The NetworkAuthState middleware verifies every inbound request: checks the Ed25519 signature against the pinned coordinator pubkey, verifies the cert isn't expired, confirms it's for this network, and checks the device hasn't been revoked. Failed auth → 401 unauthorized.
Auto-bootstrap
On first openagent serve, if no network row exists the server auto-promotes to coordinator: generates an Iroh identity, creates a network UUID, writes the singleton network row, and mints a one-shot user invite ticket printed to the console. The user pastes this ticket into any client to join — no separate setup command needed.
See Invitation System & Networking for the full ticket lifecycle, coordinator RPC API, and multi-agent federation.
8. Startup and shutdown
AgentServer.start() brings components up in a fixed order so the Gateway never accepts traffic before the agent and MCP pool are ready; shutdown runs the reverse with bounded timeouts.
9. State layout
Config is layered: CLI flags → openagent.yaml → SQLite runtime overrides.
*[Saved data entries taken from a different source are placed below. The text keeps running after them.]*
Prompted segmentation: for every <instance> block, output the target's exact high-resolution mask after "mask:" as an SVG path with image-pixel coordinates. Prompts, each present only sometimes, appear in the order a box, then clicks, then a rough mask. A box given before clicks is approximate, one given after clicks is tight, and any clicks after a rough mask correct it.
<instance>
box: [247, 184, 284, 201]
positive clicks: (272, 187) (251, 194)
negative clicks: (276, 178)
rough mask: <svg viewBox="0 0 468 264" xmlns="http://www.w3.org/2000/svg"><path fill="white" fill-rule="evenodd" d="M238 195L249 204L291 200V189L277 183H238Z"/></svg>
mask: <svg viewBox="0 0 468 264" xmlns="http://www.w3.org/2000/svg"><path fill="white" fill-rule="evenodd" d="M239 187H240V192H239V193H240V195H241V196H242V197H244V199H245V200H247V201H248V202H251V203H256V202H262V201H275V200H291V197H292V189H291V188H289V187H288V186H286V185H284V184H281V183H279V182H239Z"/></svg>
Anything a user can toggle at runtime (MCPs, models, providers, tasks, session bindings, usage) lives in the DB; the YAML is for bootstrap, channel credentials, and things that rarely change.
10. Extensibility at a glance
Three mechanisms, all configuration-driven — no plugin framework:
- MCP servers add tools (
mcp-manager,POST /api/mcps, or the MCPs UI tab). No code changes. - Scheduled tasks put
agent.run(prompt)on a cron (schedulerMCP,/api/scheduled-tasks). - Channels / bridges are WebSocket clients of the Gateway (
BaseBridgesubclass, ~150 lines) — adding a new platform never touches the core.